Side note: In the Western tradition, Just War Theory has been deeply concerned with proportionality since Augustine, at least. Walzer isn’t so much asking his reader to accept a dubious premise as he is engaging (and building on) a long-standing ethical concern.

That is historical revisionism of the highest order. (For starters, they’re very different from each other, and rose in different circumstances in different times…)
And your acceptance of groups which, by tactic, aim for civilians…

Timex - You missed out the bit where they seized power by force in Gaza.

Courteous D - Not Western. Christian.

Well, IL is correct in that FATEH sure as hell overpromised and underdelivered. The secular, usually leftist, nationalist movements among the Palestinians all failed miserably to do much more than get themselves wrecked by first people like the Jordanians, and then by the Israelis. I find it fairly easy to believe that at least some of the attraction of HAMAS has to be because everything else the Palestinians have tried has sort of fizzled. I’m sure there’s more of course, but that is one factor certainly.

No, Western JWT has drawn (heavily, in many respects) from Christian thinking, but it isn’t an exclusively Christian domain. There’s a discrete, identifiable history of Catholic Just War doctrine, sure.

That’s why everyone who was of voting age in the US in 1968 is considered a crook.

I wasn’t speaking to the history of Just War Theory. I was clarifying why I invoked the example of Walzer. It has been some time since I last read Walzer (I am tempted to sell his awful volume whenever I walk past it in my library), but as I recall, he leaves out the critical, “By the way, I am assuming that you believe in God, and that you accept at face value that there is morality inherent in forbearance on all occasions.”

By that logic, the United States was wrong to bomb German and Japanese cities during the Second World War.

War is about fighting nations, which are proxies for society. War is not just about dealing with bad men.

lol. Not at all. The thing is, we weren’t fighting all the people, but the government. The people were casualties, and those will come, but to call them all “bad guys” because of the action of their government is a little silly. That’s the whole thing behind proportionality - is the loss of life worth the gain? It doesn’t require the loss of life to be labelled “bad guys.” Doing so just strips them of individuality, which isn’t fair to them and can be detrimental to both sides of a confrontation. Decisions to deploy bombs, rockets, or other not-perfectly-precise munitions should always be done with a full, unfettered view of the possible and likely loss of life. Naming every corpse a “bad guy” cheapens the loss of life. They were brothers, sisters, children, best friends, grandparents, teachers, doctors, artists. If their loss - not just the loss of bad guys - is worth the gain, then you make the call to go ahead with it. Hiroshima and Nagasaki directly helped bring about the end of the Pacific campaign, and arguably saved more lives (and property) than they destroyed. Good calls (assuming that supposition was true - I’m not a military historian, so I don’t feel entirely qualified to make a judgement and stand by it no matter what).

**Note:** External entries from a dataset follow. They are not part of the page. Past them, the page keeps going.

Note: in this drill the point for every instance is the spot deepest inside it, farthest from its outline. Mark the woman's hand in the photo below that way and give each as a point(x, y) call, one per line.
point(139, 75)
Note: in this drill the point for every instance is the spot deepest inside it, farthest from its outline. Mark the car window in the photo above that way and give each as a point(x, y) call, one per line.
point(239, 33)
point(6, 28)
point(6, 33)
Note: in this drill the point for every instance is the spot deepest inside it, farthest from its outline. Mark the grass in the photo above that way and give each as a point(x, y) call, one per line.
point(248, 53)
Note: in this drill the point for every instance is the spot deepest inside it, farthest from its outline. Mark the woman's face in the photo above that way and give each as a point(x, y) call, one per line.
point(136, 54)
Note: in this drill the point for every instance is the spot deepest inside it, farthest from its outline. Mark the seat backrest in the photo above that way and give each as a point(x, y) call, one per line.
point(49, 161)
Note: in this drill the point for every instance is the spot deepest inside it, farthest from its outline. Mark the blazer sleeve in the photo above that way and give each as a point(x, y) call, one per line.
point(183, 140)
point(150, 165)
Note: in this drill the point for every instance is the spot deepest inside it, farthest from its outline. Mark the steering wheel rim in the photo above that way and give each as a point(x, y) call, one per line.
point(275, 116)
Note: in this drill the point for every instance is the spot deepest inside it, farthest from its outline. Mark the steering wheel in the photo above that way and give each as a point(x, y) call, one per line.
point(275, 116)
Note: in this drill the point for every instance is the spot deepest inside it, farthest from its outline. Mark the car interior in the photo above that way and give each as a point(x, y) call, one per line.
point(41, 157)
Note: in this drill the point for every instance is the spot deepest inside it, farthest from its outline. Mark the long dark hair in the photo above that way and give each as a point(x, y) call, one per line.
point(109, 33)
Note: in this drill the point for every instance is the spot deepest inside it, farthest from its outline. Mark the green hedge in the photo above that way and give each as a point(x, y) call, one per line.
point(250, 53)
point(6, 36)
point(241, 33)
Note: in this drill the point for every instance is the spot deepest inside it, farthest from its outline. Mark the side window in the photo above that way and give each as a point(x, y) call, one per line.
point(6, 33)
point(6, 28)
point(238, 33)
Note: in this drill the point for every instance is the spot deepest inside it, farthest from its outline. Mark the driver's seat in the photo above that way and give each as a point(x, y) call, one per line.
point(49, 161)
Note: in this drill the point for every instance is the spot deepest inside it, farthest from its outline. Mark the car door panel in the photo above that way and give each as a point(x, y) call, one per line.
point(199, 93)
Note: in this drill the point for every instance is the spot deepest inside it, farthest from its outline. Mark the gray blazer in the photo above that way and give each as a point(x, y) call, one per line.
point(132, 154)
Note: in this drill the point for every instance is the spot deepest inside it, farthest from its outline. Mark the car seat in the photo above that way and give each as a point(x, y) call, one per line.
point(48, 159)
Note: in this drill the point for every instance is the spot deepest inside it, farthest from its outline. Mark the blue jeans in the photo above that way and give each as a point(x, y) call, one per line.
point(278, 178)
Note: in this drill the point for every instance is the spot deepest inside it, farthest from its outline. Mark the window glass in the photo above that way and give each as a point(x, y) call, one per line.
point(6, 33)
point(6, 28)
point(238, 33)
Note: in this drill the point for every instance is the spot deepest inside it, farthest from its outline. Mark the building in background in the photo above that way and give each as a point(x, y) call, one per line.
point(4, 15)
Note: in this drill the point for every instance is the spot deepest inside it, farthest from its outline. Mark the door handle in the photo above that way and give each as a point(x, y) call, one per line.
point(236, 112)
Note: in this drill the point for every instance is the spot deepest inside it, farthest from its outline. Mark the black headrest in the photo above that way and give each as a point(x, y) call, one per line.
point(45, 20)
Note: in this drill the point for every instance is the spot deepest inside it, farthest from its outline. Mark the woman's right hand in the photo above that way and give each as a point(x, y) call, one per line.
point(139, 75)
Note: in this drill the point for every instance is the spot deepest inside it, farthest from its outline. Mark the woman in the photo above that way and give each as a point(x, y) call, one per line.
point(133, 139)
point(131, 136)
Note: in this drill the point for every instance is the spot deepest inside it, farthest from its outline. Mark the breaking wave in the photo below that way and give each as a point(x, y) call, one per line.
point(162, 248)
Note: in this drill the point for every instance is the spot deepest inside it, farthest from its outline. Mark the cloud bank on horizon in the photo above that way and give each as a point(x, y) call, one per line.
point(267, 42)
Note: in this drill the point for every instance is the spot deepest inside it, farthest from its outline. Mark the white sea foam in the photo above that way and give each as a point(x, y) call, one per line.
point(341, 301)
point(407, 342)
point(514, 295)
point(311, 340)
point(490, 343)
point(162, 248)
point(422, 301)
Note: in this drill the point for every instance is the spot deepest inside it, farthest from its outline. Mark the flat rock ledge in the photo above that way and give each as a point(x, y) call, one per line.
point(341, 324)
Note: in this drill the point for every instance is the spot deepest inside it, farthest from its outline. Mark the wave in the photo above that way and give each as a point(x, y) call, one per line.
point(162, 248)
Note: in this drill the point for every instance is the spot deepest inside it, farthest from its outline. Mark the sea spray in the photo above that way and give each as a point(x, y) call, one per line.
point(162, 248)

Neither am I passing judgement on Israel’s actions - their goals are well stated: take out the rocket launchers and destroy the tunnels. People are going to die in order to bring that about - both enemy combatants AND innocent civilians who may have even voted for another party. Again, that bit of information doesn’t mean the military actions are evil or unethical on its own, but neither does it mean everyone who dies is a bad guy.